In Indien besteht das höchste politische Entscheidungsgremium, Niti Aayog — das auch Exekutivfunktionen ausübt —, aus Personen, deren einzige Fachgebiete der „Freihandel“ von Konzernen und die Handelsliberalisierung sind. Die Förderung von Importen, die wir nicht brauchen, die undemokratische Untergrabung von Regierungsinstitutionen, die gemäß der Verfassung die Rechte der Bauern auf Saatgut und das Recht der Menschen auf erschwingliche und sichere Medikamente schützen, und die Förderung von gentechnisch veränderten Organismen (GVO) und gefährlichen Medikamenten sind Beispiele dafür, dass die Kriterien der Konzerne schwerer wiegen als das reale Leben. Niti Aayog ist in Indien zu einer zentralen Anlaufstelle für globale Unternehmenslobbygruppen geworden, die Indiens Wirtschaft in ihren privaten (Hinterhof-)Markt verwandeln wollen. Dies ist systemische Korruption unserer Demokratie und ein Rezept für die Zerstörung der Volkswirtschaft.

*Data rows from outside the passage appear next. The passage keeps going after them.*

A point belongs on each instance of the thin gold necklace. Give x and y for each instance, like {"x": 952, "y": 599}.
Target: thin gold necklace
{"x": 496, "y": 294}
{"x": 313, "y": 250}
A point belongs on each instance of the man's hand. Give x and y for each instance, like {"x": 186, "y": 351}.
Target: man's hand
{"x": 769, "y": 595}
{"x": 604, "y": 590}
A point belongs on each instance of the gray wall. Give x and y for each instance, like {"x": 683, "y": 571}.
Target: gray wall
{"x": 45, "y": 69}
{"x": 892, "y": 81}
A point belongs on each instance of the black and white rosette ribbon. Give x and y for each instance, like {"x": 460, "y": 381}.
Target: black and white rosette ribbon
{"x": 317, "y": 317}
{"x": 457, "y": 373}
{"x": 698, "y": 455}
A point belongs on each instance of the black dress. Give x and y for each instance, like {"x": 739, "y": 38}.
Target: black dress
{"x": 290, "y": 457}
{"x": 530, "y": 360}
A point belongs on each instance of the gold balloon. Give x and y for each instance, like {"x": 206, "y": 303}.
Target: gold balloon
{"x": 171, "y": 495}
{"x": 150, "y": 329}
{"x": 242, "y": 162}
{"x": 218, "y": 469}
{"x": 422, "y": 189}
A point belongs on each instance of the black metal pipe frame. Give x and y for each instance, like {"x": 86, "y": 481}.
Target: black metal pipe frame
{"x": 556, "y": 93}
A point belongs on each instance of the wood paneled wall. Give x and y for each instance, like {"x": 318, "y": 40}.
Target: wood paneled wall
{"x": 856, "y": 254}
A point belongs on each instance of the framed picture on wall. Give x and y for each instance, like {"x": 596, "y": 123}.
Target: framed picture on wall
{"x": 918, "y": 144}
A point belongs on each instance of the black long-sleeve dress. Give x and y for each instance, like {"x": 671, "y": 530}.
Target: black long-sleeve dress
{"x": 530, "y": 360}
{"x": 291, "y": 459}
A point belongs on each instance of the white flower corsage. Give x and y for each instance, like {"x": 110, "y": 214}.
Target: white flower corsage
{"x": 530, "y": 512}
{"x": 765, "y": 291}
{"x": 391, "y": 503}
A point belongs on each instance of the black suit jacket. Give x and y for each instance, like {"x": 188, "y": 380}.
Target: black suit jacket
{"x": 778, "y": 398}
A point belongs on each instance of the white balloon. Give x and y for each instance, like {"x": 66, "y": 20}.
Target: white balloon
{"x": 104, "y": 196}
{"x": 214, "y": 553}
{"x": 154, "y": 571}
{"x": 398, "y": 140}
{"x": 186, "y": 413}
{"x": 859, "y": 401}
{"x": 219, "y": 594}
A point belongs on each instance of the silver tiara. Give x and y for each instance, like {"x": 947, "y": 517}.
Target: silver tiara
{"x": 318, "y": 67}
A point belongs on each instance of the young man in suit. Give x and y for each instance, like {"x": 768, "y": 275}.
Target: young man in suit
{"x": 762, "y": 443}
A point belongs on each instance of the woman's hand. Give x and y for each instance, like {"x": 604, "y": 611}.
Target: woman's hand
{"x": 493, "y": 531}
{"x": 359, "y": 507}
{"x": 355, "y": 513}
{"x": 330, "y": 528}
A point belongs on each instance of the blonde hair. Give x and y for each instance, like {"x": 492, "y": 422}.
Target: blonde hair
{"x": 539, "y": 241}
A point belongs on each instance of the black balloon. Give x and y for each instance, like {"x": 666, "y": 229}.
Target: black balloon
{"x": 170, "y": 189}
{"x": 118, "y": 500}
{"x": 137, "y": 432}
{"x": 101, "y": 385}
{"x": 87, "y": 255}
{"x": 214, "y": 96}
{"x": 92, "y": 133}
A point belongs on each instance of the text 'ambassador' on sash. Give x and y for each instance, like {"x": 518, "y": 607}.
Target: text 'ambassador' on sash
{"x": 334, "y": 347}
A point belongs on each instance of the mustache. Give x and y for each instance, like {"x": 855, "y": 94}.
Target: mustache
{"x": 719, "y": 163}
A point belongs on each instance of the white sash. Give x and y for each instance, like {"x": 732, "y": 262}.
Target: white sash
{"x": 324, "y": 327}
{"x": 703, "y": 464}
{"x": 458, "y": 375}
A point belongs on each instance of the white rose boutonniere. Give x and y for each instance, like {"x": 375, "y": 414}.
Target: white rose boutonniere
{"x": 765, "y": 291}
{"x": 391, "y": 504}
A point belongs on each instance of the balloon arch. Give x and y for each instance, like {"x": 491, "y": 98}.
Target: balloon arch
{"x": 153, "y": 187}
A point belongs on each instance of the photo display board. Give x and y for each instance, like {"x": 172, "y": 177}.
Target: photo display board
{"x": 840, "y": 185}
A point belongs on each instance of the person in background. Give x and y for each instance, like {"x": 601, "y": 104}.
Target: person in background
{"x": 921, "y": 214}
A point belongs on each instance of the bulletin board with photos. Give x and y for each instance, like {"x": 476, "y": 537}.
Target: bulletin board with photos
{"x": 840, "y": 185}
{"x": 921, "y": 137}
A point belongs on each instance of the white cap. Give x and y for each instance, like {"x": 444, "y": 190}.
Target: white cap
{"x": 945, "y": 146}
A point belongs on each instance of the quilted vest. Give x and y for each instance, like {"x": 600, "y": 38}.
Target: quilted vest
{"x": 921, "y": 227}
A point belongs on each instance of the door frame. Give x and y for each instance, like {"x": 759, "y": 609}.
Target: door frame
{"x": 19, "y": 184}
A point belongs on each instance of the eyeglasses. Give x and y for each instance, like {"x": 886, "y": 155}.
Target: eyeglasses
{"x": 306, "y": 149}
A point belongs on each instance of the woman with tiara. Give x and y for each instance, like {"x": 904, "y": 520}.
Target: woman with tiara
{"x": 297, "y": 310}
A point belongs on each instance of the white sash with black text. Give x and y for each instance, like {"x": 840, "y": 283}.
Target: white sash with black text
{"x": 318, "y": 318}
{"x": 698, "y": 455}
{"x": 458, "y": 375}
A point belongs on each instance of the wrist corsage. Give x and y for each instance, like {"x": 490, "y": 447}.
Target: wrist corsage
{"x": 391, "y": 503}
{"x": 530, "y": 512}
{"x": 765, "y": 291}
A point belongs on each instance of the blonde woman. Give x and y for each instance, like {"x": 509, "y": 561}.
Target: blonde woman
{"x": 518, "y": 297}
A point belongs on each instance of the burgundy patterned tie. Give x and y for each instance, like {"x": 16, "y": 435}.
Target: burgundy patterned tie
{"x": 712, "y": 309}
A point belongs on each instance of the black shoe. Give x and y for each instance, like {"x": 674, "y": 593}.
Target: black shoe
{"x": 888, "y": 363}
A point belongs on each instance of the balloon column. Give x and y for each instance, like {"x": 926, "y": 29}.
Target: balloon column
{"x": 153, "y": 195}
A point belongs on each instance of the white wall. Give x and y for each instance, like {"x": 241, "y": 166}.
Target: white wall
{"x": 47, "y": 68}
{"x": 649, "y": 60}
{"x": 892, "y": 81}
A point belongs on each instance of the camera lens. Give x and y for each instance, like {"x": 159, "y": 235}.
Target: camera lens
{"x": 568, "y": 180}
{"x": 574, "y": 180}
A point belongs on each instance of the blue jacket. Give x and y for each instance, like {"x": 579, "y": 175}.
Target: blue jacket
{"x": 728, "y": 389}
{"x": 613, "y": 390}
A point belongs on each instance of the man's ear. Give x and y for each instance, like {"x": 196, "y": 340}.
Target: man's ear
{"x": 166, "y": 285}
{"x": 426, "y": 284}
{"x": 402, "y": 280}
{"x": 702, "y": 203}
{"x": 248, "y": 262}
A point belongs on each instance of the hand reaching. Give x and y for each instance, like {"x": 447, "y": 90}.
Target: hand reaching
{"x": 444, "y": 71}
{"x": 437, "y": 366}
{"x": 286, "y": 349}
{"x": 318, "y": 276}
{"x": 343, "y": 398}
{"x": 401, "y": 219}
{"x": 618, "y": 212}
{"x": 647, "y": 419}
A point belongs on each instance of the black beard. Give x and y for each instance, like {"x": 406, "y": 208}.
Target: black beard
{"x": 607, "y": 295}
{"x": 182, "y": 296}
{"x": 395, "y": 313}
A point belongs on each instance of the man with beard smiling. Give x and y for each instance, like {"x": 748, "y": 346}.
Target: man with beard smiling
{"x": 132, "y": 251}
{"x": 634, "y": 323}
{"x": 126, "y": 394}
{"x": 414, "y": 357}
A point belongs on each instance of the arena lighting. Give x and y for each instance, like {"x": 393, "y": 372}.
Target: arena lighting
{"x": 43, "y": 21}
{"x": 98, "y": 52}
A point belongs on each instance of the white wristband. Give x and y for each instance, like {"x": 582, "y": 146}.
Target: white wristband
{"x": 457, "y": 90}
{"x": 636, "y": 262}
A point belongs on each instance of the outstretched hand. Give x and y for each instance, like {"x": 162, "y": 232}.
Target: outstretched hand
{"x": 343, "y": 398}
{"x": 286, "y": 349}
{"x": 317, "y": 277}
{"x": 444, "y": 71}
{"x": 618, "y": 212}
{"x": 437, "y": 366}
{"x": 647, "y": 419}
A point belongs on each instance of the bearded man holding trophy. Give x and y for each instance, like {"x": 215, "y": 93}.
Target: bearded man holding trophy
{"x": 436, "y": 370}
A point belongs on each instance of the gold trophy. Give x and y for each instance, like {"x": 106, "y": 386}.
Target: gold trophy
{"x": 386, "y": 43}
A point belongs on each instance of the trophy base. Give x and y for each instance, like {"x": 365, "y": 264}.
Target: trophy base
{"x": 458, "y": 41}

Die Konzentration wirtschaftlicher Macht und die systematische Auslöschung lokaler Ökonomien schafft Arbeitslosigkeit, Vertreibung und wirtschaftliche Unsicherheit.

Diese Unsicherheit wird dann von den Mächtigen ausgenutzt, um die Gesellschaft entlang rassischer, ethnischer und religiöser Grenzen zu spalten. Die Fragmentierung und Ausgrenzung in der Gesellschaft ist eng mit dem ausbeuterischen Wirtschaftsmodell der Anhäufung von Reichtum durch ein paar wenige verbunden.


Dieser Text ist ein Auszug aus dem Buch „Eine Erde für alle! - Einssein versus das 1 %“ von Vandana Shiva.